So entschieden vom Landessozialgericht Mecklenburg-Vorpommern 8. Senat, Beschluss vom 29.09.2011, L 8 B 509/09 ER .

Zitat:  Bei den Antragstellern war insgesamt nicht der Wille zu erkennen, die seit Ende 2008 drohende Stromsperre abzuwenden und die zu diesem Zeitpunkt noch relativ geringen Rückstände gegenüber der WEMAG AG in Höhe von 270,55 € auszugleichen.

Ganz im Gegenteil waren die Antragsteller offenkundig nicht imstande, mit den ihnen von dem Antragsgegner gewährten Leistungen zuzüglich Kindergeld angemessen zu wirtschaften und zur Beschreitung ihres Lebensunterhalts einzusetzen. Aufgrund der besonderen Umstände des vorliegenden Einzelfalls, der durch ein sozialwidriges Fehlverhalten der Antragsteller gekennzeichnet ist, haben dagegen die Interessen der drei minderjährigen Kinder der Antragsteller zurückzustehen.

Denn die Beheizung der damaligen Wohnung in C. war von der Stromsperre nicht betroffen.

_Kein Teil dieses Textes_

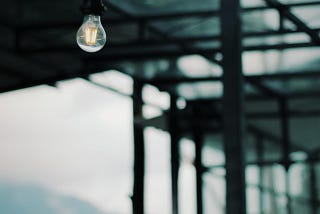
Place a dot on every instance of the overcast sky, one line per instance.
(76, 140)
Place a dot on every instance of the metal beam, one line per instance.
(175, 154)
(285, 11)
(313, 188)
(233, 102)
(139, 152)
(150, 17)
(108, 55)
(286, 146)
(198, 138)
(181, 41)
(260, 158)
(280, 75)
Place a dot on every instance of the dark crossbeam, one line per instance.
(139, 152)
(233, 102)
(173, 126)
(285, 11)
(149, 18)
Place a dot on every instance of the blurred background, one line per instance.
(142, 122)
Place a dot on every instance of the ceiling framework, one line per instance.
(280, 99)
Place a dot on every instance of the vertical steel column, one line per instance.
(285, 134)
(313, 189)
(198, 139)
(175, 156)
(260, 154)
(139, 152)
(233, 104)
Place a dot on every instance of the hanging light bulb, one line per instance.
(91, 36)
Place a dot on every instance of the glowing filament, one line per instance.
(91, 35)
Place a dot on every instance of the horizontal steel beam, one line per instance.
(160, 42)
(125, 55)
(149, 18)
(280, 75)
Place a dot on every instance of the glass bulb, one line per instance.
(91, 36)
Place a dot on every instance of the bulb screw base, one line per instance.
(93, 7)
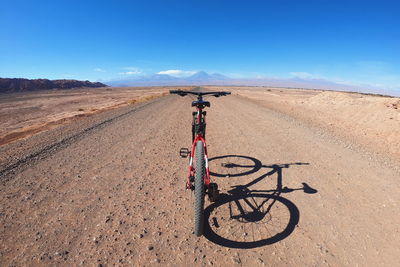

Den Antragstellern und ihren Kindern wäre es übergangsweise zuzumuten gewesen, auf die Nutzung eines Kühlschranks zur Kühlung von Lebensmitteln, die Zubereitung von warmen Speisen mittels Elektroherd, die Nutzung einer Waschmaschine sowie auf elektrisches Licht zu verzichten.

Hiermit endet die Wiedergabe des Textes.